3. Tackle one area at a time
With more frequent and pre-planned cleanup days, you can focus on one area of the lab at a time, then rotate around the lab throughout the year. This strategy allows for a deeper clean at each area and a less-burdensome inventory update. It’s overall more productive than a general sweep. Use your database to ensure expired items are removed and properly disposed of.  
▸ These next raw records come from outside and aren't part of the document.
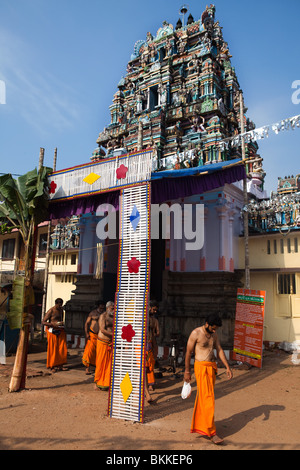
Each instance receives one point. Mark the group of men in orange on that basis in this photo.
(202, 343)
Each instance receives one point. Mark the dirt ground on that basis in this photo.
(257, 410)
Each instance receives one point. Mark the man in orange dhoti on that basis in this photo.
(91, 334)
(56, 337)
(203, 341)
(104, 351)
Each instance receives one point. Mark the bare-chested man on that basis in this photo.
(103, 356)
(202, 342)
(56, 337)
(91, 333)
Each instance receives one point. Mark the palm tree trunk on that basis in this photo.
(18, 377)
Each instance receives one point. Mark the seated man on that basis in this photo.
(104, 348)
(91, 334)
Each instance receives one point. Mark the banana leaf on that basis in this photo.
(16, 305)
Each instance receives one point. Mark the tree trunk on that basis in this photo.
(18, 378)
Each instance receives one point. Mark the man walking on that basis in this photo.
(202, 342)
(91, 334)
(56, 336)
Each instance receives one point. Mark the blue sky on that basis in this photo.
(61, 61)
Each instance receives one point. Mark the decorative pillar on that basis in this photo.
(203, 250)
(222, 212)
(230, 241)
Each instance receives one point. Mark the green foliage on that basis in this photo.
(24, 200)
(5, 228)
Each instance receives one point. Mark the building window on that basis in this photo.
(8, 248)
(73, 259)
(43, 244)
(286, 284)
(281, 246)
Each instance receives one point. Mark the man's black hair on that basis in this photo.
(213, 319)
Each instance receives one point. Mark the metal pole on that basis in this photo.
(41, 159)
(246, 223)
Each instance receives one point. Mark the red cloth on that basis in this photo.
(204, 409)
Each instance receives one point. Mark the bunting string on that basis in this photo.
(260, 133)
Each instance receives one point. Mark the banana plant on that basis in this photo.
(23, 205)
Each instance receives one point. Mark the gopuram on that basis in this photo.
(169, 143)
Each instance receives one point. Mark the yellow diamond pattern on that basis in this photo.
(126, 387)
(91, 178)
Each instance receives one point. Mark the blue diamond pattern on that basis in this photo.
(135, 217)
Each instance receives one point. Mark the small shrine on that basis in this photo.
(281, 211)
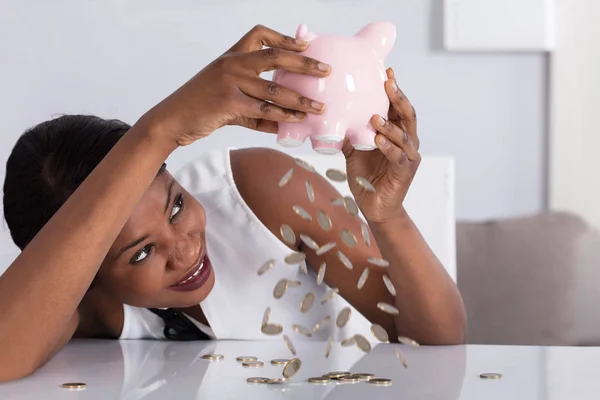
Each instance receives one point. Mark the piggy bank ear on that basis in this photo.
(381, 36)
(303, 34)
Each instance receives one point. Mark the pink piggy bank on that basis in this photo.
(352, 92)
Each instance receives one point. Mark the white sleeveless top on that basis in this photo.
(238, 244)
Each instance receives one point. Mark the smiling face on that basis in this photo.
(159, 258)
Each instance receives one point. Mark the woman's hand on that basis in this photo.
(229, 91)
(390, 168)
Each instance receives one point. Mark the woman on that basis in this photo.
(107, 232)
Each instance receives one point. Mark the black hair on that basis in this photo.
(48, 163)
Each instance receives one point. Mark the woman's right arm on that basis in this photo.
(42, 289)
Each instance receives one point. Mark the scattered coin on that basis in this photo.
(291, 368)
(271, 329)
(307, 302)
(321, 274)
(324, 220)
(295, 258)
(336, 175)
(266, 266)
(309, 242)
(401, 357)
(379, 333)
(343, 317)
(302, 212)
(363, 278)
(389, 285)
(348, 238)
(287, 234)
(364, 182)
(387, 308)
(286, 178)
(345, 260)
(302, 330)
(362, 343)
(280, 289)
(325, 248)
(289, 344)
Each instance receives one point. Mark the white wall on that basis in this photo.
(117, 58)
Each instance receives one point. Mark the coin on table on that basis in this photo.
(362, 343)
(266, 266)
(343, 317)
(291, 368)
(286, 178)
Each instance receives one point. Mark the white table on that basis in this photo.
(166, 370)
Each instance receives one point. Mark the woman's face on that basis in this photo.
(159, 258)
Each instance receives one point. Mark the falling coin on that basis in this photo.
(287, 234)
(292, 368)
(389, 285)
(387, 308)
(280, 289)
(302, 212)
(266, 266)
(286, 178)
(309, 242)
(363, 278)
(307, 302)
(289, 344)
(345, 260)
(324, 220)
(364, 182)
(362, 343)
(301, 330)
(325, 248)
(379, 333)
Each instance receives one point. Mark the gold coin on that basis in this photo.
(387, 308)
(301, 330)
(307, 302)
(289, 344)
(362, 343)
(324, 220)
(343, 317)
(256, 379)
(287, 234)
(380, 262)
(350, 205)
(253, 364)
(321, 274)
(74, 386)
(286, 178)
(348, 238)
(309, 242)
(363, 278)
(310, 192)
(266, 266)
(380, 382)
(302, 212)
(490, 376)
(389, 285)
(364, 182)
(379, 333)
(291, 368)
(336, 175)
(280, 288)
(345, 260)
(408, 341)
(325, 248)
(271, 329)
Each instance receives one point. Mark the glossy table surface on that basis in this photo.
(164, 370)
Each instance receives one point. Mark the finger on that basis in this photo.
(266, 90)
(396, 136)
(260, 36)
4. Properly handle hazardous materials
All hazardous materials and chemicals should be in environments that are safeguarded as much as possible against natural environmental degradation. When there are minor spills, clean them immediately with spill neutralizers such as Amphomag®. Amphomag® is a rapid response chemistry that safely adsorbs and treats spills, eliminating the possibility of incorrect application of spill cleanup agents or overdosing. Always use personal protective equipment when dealing with hazardous materials, and call 911 immediately should a spill occur that is beyond your ability to handle. Download our free spill cleanup infographic here. 

5. Proper training
Document your lab’s guidelines and procedures in a lab safety manual and incorporate the scheduled cleanup days into an ongoing lab management program. Every lab worker should know and understand their roles and responsibilities when it comes to organization, inventory, spill cleanup, and care and maintenance. Check out our tips for lab safety training, then download our free worksheet.    

Perpetual safety
Materials break down over time. Categorizing them, being trained in their use, properly handling them, and cleaning up after yourself will definitely help ensure such breakdown doesn't negatively affect your academic or industrial operations. Establishment of a regular cleaning regimen will improve and promote continued lab safety.